Among the 567 patients studied in the research, only 53 survived – 28 of whom gave interviews to researchers and 11 of whom reported experiencing memories or sensations “suggestive of consciousness” while undergoing CPR during cardiac arrest.
“Although doctors have long thought that the brain suffers permanent damage about 10 minutes after the heart stops supplying oxygen, our work has found that the brain can show signs of electrical recovery long into ongoing CPR,” said lead study author Sam Parnia. Associate Professor in the Department of Medicine at NYU Langone Health.
“This is the first large study to show that these memories and brain wave changes may be signs of universal, shared elements of so-called near-death experiences,” the scientist wrote.
Reality versus unreality
For many people, a near-death experience (NDE) can be life-changing. Dr. Bruce Greyson, who researched this phenomenon, found that near-death experiences tend to change a person into a better version of themselves. In an interview with The Epoch Times in 2015, he described one such case.
“In one case, a man was an alcoholic and abused his wife. After his NDE, he became an all-around Good Samaritan. He didn’t drink, he was good to his wife, he helped others. For example, he rushed to New Orleans to lend a hand in the aftermath of Hurricane Katrina,” said Dr. Grayson.
A 2014 study published in National Library of Medicinewhich examined 1,122 people who had experienced NDEs, suggested that classifying their experience as unreal might be a misstep.
The “vast majority” of survey respondents claimed that their NDE experience was real, with several scientists, lawyers, nurses and doctors among the respondents.
These findings suggest that for most of us who have not personally experienced NDEs, we should be very careful about labeling NDEs as ‘unreal,'” the study states, adding, “Since such a high percentage of NDErs consider their experiences to be ‘definitely real’, it would be reasonable to accept their assessment of the reality of personal experience unless there is good evidence that their experience was not real.”
A woman claims to have come face to face with God
An Arizona woman whose heart stopped beating for 27 minutes claims she saw God face to face in heaven and it was He who orchestrated her “medically documented miracle” and graciously brought her back to life. Scribbled on a piece of paper by her bed, her first words were: “It’s real.”
“I was before the face of God. It’s a one in a million thing, and God decided for me to do it for a reason,” Tina Hines, who is determined to spread her testimony, told The Epoch Times.

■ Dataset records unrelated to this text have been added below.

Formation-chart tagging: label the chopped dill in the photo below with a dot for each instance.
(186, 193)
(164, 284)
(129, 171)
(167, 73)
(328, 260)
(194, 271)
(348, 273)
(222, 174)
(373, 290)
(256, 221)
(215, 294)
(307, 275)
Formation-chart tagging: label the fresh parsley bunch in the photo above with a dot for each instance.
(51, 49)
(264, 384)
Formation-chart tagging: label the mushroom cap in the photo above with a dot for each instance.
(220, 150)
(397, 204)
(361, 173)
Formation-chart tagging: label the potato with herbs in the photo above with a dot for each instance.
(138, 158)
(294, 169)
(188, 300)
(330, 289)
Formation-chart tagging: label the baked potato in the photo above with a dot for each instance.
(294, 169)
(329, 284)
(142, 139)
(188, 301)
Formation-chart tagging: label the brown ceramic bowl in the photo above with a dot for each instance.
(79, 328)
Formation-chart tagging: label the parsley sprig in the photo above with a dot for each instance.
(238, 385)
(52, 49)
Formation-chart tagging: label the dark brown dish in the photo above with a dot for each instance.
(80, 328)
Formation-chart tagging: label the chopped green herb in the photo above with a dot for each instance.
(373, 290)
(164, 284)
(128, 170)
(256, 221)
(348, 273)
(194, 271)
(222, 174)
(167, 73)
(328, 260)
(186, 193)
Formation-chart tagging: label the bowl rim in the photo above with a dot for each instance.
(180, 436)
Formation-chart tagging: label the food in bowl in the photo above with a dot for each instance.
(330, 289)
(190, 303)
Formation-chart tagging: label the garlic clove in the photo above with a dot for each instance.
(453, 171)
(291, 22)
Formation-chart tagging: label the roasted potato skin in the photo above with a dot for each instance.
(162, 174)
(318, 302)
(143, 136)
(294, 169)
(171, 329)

“For the 27 minutes that I was dead, they had no signs of life – no breathing, no pulse that would show on the monitor. I didn’t need this [zážitek blízké smrti] it made me believe that God is real and that heaven is real. I have always believed it, deeply and enthusiastically. But God gave it to me as a gift so that I could continue to share it.”
After Hines suffered sudden cardiac arrest, she was resuscitated.
“A lot of people want to know, ‘Did you see your family? Have you seen your pets that died?’ I saw nothing but Jesus. There were no words, just the presence of Jesus who was with me – I saw the face of my beautiful Savior. His beautiful, amazing face stood before me. Just Him and me there together, with His arms stretched out to me and wide open, drawing me into Him. We just looked at each other. There were no words, just the presence. I was really blinded by the yellow, the bright yellow that was there, and the lights that came behind Him.”
Hines accepts the skepticism of non-believers, saying that while doctors may say it was “just loss of oxygen and hallucinations,” her story is no exaggeration. “It was seeing Jesus face to face with arms outstretched, just comforting me, no pain, no trauma, no drama. It was right in front of the Lord,” she said. “Then he sent me back.”
Three days after the heart attack, Ms. Hines had a 5-by-5-centimeter defibrillator implanted near her left collarbone to monitor her heart rate. She was released from the hospital the next day.